CRH fails with "Cannot resolve_boundary for mis-ordered data" on sensible-looking data #31

Closed tonyelewis closed 7 years ago

tonyelewis commented 7 years ago

Jon has found (what looks very much to be) an error with cath-resolve-hits. I've been able to reduce the input data required to reproduce the error message from Jon's ~4.8Gb file (!) down to the attached ~4.1Kb file.

The error can be reproduced with:

cath-resolve-hits --input-format hmmsearch_out jon_problem.20170308.hmmsearch.txt

...which gives an error:

2017-03-08 12:34:39.954581 [cath-resolve-hits|error  ] Unable to parse/process resolve-hits input data file "jon_problem.20170308.hmmsearch.txt" of format hmmsearch_out. Error was:
Cannot resolve_boundary for mis-ordered data

jon_problem.20170308.hmmsearch.txt

tonyelewis commented 7 years ago

Closing this after confirming with Jon that cca8fb43e712e710c8eaee4553fa723e137d1c2a has now fixed the problem on the original file too.

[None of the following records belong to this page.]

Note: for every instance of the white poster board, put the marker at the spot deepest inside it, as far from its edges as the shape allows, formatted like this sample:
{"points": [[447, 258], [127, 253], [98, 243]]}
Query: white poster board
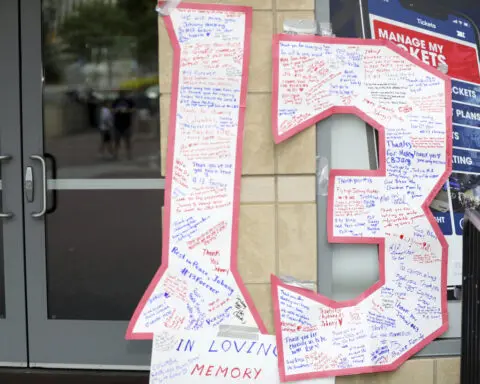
{"points": [[409, 103], [191, 358]]}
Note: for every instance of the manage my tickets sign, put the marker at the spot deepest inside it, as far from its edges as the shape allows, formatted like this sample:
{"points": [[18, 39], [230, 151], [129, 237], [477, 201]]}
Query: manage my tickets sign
{"points": [[198, 289]]}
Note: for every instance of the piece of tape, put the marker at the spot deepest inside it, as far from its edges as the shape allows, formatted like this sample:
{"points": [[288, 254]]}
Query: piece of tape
{"points": [[238, 332], [325, 29], [308, 285], [165, 8], [322, 176]]}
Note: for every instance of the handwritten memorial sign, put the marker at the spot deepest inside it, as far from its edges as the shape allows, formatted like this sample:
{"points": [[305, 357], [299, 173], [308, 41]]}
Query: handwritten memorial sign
{"points": [[198, 286], [409, 104], [203, 358]]}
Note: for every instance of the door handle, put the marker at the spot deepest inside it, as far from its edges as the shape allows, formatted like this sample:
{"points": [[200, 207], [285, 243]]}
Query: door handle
{"points": [[5, 215], [42, 213]]}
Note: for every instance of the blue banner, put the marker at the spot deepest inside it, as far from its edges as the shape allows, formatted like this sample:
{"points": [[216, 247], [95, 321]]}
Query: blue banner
{"points": [[454, 26], [466, 115], [465, 92], [465, 160], [465, 137]]}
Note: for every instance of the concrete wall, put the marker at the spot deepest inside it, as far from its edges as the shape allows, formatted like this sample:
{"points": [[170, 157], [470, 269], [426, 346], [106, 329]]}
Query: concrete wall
{"points": [[278, 223]]}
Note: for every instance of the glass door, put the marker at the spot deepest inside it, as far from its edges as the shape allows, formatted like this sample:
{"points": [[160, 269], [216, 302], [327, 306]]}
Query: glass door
{"points": [[13, 346], [93, 226]]}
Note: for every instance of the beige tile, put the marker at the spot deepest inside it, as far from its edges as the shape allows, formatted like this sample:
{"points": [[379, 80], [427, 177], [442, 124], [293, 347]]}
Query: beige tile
{"points": [[164, 117], [297, 15], [296, 189], [295, 4], [165, 58], [262, 298], [448, 371], [297, 241], [297, 154], [256, 4], [258, 145], [256, 243], [260, 74], [257, 189]]}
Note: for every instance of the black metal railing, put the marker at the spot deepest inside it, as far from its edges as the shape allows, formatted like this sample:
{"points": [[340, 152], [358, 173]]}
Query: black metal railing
{"points": [[470, 363]]}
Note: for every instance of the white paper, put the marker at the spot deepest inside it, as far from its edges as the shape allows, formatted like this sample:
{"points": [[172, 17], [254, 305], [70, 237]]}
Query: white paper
{"points": [[201, 288], [202, 358], [410, 105]]}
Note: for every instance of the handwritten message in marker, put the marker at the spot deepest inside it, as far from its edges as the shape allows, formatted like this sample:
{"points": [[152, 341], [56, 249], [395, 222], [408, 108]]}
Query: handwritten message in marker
{"points": [[198, 286], [206, 358], [409, 104]]}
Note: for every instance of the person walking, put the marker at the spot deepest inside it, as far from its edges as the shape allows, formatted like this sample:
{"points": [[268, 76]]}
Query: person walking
{"points": [[123, 109]]}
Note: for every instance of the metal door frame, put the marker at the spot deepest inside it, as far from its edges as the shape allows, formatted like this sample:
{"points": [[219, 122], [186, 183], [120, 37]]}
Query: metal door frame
{"points": [[58, 343], [13, 329]]}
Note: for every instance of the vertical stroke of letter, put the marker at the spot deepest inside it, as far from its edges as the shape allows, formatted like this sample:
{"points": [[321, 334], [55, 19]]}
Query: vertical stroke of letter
{"points": [[198, 286], [409, 104]]}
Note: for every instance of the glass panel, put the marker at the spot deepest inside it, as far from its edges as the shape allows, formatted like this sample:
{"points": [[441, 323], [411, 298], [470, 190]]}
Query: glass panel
{"points": [[2, 270], [103, 249], [101, 57], [101, 127]]}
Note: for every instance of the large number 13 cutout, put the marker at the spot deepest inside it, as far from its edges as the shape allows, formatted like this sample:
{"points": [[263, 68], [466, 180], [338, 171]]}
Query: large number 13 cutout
{"points": [[198, 286], [409, 105]]}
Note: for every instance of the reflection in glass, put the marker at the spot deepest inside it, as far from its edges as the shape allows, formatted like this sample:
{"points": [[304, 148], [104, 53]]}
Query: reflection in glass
{"points": [[92, 52], [103, 249], [101, 121], [2, 272]]}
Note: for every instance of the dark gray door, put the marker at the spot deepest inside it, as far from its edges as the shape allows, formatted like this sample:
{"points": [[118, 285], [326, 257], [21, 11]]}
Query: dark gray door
{"points": [[93, 226], [13, 346]]}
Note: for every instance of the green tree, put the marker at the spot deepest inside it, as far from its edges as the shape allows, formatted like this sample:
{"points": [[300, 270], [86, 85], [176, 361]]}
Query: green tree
{"points": [[94, 25], [143, 27]]}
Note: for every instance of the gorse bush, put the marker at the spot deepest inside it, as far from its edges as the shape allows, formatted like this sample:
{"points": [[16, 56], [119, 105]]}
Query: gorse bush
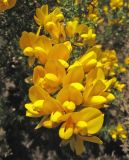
{"points": [[73, 74]]}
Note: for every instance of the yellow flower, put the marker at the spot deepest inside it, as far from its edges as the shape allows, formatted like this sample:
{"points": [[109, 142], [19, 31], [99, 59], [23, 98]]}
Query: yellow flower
{"points": [[75, 74], [126, 61], [7, 4], [96, 90], [86, 122], [116, 4], [105, 9], [50, 78], [118, 132], [69, 97], [88, 60], [37, 96], [76, 2], [119, 86]]}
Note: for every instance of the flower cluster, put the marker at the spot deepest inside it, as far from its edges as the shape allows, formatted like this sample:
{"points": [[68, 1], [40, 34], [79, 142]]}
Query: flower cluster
{"points": [[118, 132], [6, 4], [68, 94]]}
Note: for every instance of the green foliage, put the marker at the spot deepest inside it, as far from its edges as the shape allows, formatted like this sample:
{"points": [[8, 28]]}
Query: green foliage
{"points": [[18, 139]]}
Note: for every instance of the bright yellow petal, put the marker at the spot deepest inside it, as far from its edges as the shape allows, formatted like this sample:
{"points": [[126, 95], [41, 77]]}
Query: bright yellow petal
{"points": [[65, 132]]}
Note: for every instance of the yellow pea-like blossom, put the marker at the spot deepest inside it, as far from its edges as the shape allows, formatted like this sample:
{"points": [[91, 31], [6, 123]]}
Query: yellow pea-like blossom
{"points": [[118, 132], [7, 4], [116, 4], [82, 123], [70, 89]]}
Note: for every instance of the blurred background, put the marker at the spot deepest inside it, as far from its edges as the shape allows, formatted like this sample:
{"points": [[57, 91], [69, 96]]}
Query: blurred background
{"points": [[18, 138]]}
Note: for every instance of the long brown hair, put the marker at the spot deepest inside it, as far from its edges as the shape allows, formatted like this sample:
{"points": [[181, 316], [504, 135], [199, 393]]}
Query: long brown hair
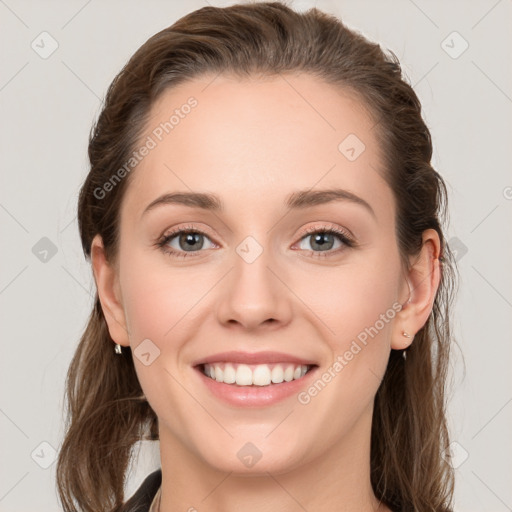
{"points": [[106, 410]]}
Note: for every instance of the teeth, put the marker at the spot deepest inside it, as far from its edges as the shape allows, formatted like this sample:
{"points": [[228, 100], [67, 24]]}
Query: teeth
{"points": [[257, 375]]}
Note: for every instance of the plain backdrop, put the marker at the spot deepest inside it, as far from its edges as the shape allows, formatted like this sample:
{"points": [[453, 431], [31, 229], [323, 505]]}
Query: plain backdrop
{"points": [[457, 56]]}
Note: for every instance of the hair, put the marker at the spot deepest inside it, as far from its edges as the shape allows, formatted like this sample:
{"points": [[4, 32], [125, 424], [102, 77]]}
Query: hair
{"points": [[106, 411]]}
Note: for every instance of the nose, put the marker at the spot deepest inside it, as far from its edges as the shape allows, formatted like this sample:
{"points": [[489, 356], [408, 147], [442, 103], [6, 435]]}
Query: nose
{"points": [[254, 294]]}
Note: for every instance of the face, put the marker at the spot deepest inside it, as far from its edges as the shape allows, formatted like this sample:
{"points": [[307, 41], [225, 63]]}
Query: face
{"points": [[278, 273]]}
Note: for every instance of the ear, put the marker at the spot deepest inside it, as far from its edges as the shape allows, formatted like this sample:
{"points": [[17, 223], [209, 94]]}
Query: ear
{"points": [[107, 283], [422, 278]]}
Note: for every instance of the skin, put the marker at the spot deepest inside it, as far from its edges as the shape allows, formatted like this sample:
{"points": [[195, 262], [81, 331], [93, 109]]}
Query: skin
{"points": [[252, 142]]}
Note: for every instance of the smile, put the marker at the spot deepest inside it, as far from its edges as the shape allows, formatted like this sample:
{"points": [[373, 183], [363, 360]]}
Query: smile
{"points": [[255, 374]]}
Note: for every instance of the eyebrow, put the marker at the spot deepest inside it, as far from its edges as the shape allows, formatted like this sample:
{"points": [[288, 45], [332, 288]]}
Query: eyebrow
{"points": [[299, 199]]}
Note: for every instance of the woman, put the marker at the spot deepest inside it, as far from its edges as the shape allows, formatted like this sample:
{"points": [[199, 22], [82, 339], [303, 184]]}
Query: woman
{"points": [[273, 284]]}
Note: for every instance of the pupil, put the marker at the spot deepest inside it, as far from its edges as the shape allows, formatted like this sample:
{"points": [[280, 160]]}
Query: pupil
{"points": [[319, 240], [191, 238]]}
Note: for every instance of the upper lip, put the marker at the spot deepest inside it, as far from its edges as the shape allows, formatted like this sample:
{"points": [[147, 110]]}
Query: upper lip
{"points": [[253, 358]]}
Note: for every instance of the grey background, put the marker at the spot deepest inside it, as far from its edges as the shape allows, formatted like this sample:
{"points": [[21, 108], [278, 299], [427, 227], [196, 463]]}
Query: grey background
{"points": [[47, 108]]}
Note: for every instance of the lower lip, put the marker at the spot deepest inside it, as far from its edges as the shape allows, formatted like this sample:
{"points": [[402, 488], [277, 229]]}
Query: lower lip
{"points": [[255, 396]]}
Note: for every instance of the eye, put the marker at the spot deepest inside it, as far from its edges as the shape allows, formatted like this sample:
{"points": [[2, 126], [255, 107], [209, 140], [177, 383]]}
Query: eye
{"points": [[183, 241], [323, 240]]}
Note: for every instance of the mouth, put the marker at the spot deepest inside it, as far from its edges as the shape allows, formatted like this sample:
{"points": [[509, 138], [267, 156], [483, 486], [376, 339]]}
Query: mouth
{"points": [[255, 375]]}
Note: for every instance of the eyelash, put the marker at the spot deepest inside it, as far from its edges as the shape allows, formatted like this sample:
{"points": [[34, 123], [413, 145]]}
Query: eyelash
{"points": [[342, 236]]}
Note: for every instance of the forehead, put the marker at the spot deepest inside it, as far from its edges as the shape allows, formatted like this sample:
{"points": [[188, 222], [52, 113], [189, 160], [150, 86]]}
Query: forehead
{"points": [[252, 141]]}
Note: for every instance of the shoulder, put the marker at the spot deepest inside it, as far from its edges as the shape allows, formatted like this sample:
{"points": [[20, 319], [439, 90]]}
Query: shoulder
{"points": [[143, 496]]}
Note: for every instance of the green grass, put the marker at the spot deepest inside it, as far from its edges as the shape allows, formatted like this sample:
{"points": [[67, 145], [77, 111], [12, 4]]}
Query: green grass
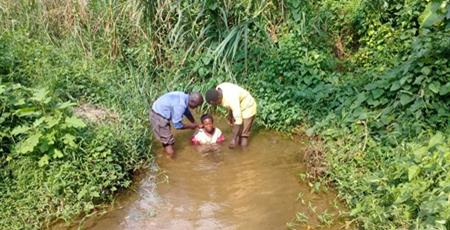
{"points": [[367, 78]]}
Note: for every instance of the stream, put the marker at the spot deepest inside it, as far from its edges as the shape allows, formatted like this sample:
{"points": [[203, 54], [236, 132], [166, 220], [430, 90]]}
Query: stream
{"points": [[253, 188]]}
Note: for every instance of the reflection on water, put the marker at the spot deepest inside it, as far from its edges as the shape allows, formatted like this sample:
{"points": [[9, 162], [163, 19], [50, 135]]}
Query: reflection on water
{"points": [[216, 188]]}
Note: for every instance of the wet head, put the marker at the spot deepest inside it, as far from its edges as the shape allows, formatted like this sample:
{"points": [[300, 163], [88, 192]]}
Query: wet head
{"points": [[213, 96], [195, 100], [208, 123]]}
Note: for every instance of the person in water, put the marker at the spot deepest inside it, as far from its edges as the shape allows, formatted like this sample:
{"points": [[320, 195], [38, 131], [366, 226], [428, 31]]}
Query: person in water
{"points": [[241, 106], [208, 134], [169, 107]]}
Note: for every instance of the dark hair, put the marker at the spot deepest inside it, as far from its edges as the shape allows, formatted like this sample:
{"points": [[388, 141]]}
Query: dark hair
{"points": [[212, 95], [206, 116]]}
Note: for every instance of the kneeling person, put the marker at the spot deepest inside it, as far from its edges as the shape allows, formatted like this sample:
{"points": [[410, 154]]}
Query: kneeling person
{"points": [[169, 107]]}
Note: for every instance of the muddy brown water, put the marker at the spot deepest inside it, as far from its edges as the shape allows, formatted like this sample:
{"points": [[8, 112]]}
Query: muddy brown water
{"points": [[253, 188]]}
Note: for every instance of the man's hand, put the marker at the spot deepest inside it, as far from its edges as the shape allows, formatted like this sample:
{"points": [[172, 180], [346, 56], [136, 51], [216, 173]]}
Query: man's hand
{"points": [[191, 126], [235, 138], [230, 118]]}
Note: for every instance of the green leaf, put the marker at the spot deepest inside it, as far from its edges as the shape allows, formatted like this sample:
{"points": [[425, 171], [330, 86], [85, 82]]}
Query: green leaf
{"points": [[436, 139], [29, 111], [310, 132], [43, 161], [377, 93], [52, 120], [75, 122], [69, 140], [434, 86], [431, 16], [445, 89], [65, 105], [57, 153], [40, 95], [413, 171], [426, 70], [20, 130], [29, 144], [405, 99], [395, 86]]}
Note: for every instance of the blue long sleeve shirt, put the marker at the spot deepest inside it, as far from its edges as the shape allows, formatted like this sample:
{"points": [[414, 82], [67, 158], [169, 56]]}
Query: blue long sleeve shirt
{"points": [[173, 106]]}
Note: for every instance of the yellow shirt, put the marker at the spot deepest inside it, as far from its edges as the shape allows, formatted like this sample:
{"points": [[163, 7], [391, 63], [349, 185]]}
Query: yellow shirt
{"points": [[239, 100]]}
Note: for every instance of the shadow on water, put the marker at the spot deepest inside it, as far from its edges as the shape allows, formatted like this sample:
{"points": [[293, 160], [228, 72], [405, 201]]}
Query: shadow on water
{"points": [[254, 188]]}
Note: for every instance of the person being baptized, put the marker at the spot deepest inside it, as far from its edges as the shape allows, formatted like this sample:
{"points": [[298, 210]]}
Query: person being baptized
{"points": [[208, 134]]}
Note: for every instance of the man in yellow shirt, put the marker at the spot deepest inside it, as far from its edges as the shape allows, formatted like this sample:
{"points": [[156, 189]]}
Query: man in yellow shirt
{"points": [[241, 106]]}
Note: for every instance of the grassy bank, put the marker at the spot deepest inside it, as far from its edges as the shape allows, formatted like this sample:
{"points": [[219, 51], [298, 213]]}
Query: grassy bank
{"points": [[370, 79]]}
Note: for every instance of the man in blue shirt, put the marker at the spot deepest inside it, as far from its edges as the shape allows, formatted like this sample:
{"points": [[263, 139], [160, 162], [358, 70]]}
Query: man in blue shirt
{"points": [[169, 107]]}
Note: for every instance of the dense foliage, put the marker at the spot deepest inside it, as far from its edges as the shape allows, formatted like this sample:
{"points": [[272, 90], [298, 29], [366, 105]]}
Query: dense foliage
{"points": [[370, 78]]}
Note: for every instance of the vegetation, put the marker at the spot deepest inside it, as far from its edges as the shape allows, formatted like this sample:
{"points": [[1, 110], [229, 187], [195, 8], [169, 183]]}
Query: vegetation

tonyelewis commented 7 years ago

More info on what was going wrong:

The error was occurring after CRH had chosen the hits and was then resolving the boundaries.

In the problem case, two hits had correctly been allowed together (ie been deemed non-conflicting) but only because short segments had been removed due to falling below the --min-seg-length threshold. The later, boundary-resolving code is given those short segments (so it can do more informative things, eg in HTML output) but it wasn't properly handling the --min-seg-length issue and so was getting confused by them.